Summary Of The Book White Mughals: Love And Betrayal In Eighteenth-Century India is a tale with many levels, featuring Captain James Achilles Kirkpatrick as the protagonist. On one level, the book details the tragic romance between Kirkpatrick and Khair-un-Nissa, a Muslim noblewoman. On a different level, the story sheds light on the social, military, political, and trade aspects of 18th and 19th century India.
Captain Kirkpatrick is an ambitious soldier in the East India Company. When his eyes settle upon the beautiful Khair, the Nizam’s great-niece, the course of his life takes a new direction. Kirkpatrick soon learns that he must overcome many obstacles in order to marry Khair. Firstly, she is locked in purdah and engaged to be married to a nobleman. Secondly, as a Resident, Kirkpatrick is obligated to convert to Islam, which he hopes will make it easier for him to marry Khair. Kirkpatrick also ends up working as a double-agent, while working for the East India Company, he is actually supporting the Hyderabadis.
Apart from this love story, Dalrymple, also presents a side of history which is virtually unexplored by historians. Through memorable characters such as Hindoo Stuart and Sir David Ochterlony, the author draws readers’ attention to the concept of “white Mughals”. These are people of British descent who had adopted Indian customs, traditions, but who were also a source of embarrassment for colonial administrations. After conducting over five years of research, the author portrays a fascinating portrait about social etiquette, sexual and dismissive attitudes, and the growing racist treatment by the ruling British class towards the offspring of mixed race couples.
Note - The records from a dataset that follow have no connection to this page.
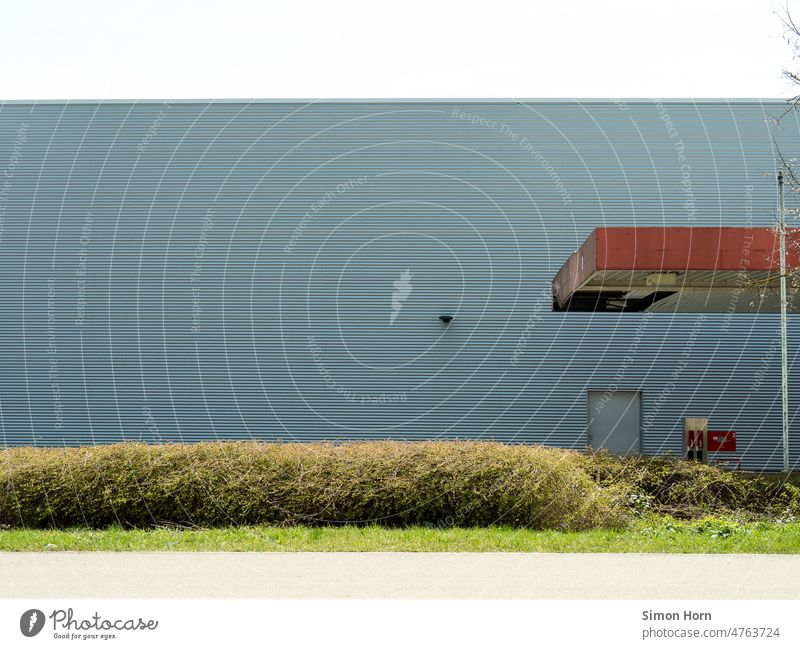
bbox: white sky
[0,0,800,99]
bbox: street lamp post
[778,171,789,471]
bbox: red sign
[708,430,736,453]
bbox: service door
[589,390,642,455]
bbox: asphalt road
[0,552,800,599]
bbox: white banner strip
[0,599,800,649]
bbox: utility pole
[778,170,789,472]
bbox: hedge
[0,441,630,530]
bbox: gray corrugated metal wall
[0,101,800,468]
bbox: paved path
[0,552,800,599]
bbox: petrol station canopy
[552,227,800,313]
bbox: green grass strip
[0,517,800,554]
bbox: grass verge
[0,516,800,554]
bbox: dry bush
[0,441,629,530]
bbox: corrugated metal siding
[0,102,800,469]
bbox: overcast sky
[0,0,800,99]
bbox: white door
[589,390,642,455]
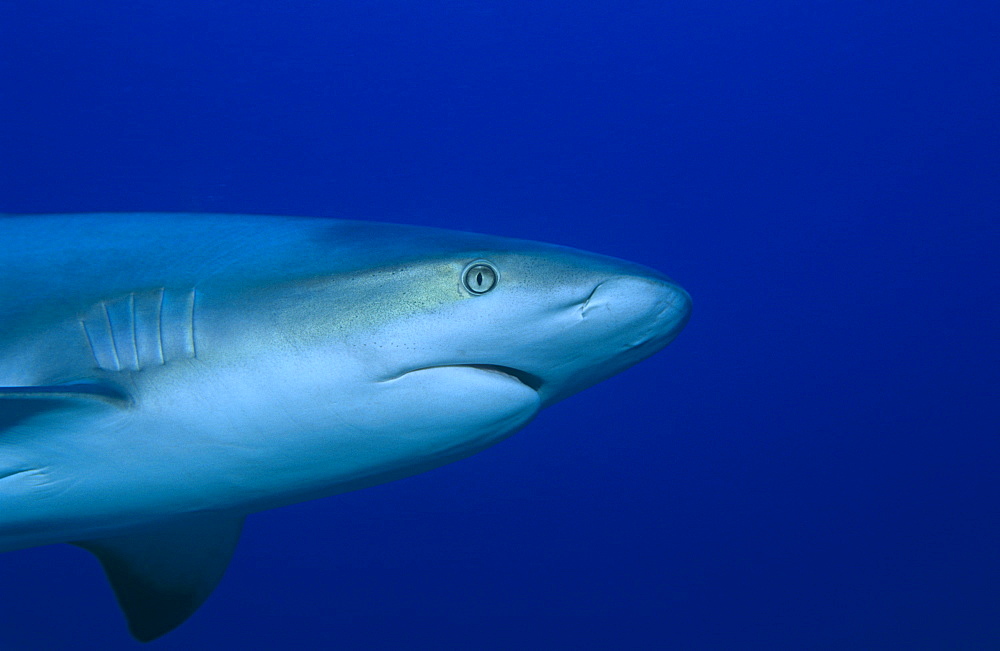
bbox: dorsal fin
[73,513,243,642]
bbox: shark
[0,213,691,642]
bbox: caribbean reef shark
[0,214,691,641]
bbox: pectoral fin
[74,513,243,642]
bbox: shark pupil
[462,260,500,294]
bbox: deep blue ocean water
[0,0,1000,650]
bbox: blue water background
[0,0,1000,650]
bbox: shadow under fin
[73,513,243,642]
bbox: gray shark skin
[0,214,691,641]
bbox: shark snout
[580,276,691,346]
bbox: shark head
[360,245,691,407]
[215,226,691,490]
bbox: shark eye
[462,260,500,294]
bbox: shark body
[0,214,691,641]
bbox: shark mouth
[462,364,544,393]
[394,364,545,393]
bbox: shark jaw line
[392,364,545,393]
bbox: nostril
[580,281,605,316]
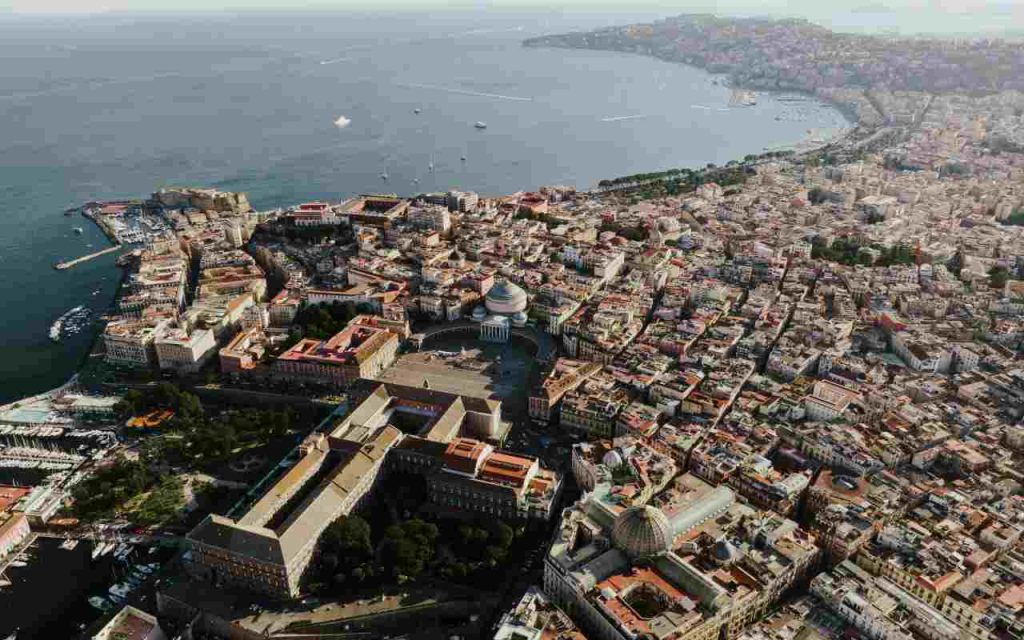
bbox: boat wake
[462,27,523,36]
[601,114,647,122]
[400,82,534,102]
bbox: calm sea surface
[0,8,846,401]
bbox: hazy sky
[0,0,1016,14]
[0,0,1024,37]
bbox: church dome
[601,449,625,469]
[711,539,743,565]
[611,505,672,558]
[484,280,526,315]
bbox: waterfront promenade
[53,240,121,271]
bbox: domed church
[472,280,528,342]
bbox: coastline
[522,34,866,137]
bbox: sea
[0,10,849,402]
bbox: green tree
[988,264,1010,290]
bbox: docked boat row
[89,562,160,611]
[50,304,92,342]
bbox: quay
[53,240,121,271]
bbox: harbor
[0,537,173,640]
[53,245,121,271]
White Mughals: Love And Betrayal In Eighteenth-Century India won the 2003 Scottish Book Of the Year. In 2011, Dalrymple announced that British actor Ralph Fiennes would act and direct the movie-version of book.
About William Dalrymple William Dalrymple is a notable author, historian, curator, broadcaster, and critic of British descent. He has written other memorable titles such as The Last Mughal, The Fall of a Dynasty, City Of Djinns: A Year In Delhi, and Nine Lives: In Search Of The Sacred In Modern India. Dalrymple is a history scholar. He completed his studies at Ampleforth College and at Trinity College, in Cambridge. He is a history buff, particularly on the subject of India, Pakistan, Hinduism, Buddhism, and Eastern Christianity. Dalrymple contributes regularly to The New York Review Of Books and The Guardian. He is a Fellow of the Royal Society of Literature. Dalrymple has received Honorary Doctorates from the University of Aberdeen. Dalrymple is married to Olivia Fraser and together, they have three children. They divide their time between New Delhi, Edinburgh, and London.
William Dalrymple FRSL FRGS FRSE (born William Hamilton-Dalrymple on 20 March 1965) is a Scottish historian and writer, art historian and curator, as well as an award-winning broadcaster and critic. His books have won numerous awards and prizes, including the Duff Cooper Memorial Prize, the Thomas Cook Travel Book Award, the Sunday Times Young British Writer of the Year Award, the Hemingway, the Kapuściński and the Wolfson Prizes. He has been four times longlisted and once shortlisted for the Samuel Johnson Prize for non-fiction. He is also one of the co-founders and co-directors of the annual Jaipur Literature Festival. The television series Stones of the Raj and Indian Journeys, which Dalrymple wrote and presented, won him the Grierson Award for Best Documentary Series at BAFTA in 2002. In 2012 Dalrymple was appointed a Whitney J. Oates Visiting Fellow in the Humanities by Princeton University. In the Spring of 2015 he was appointed the OP Jindal Distinguished Lecturer at Brown University. In 2018 he was awarded the President's Medal of the British Academy.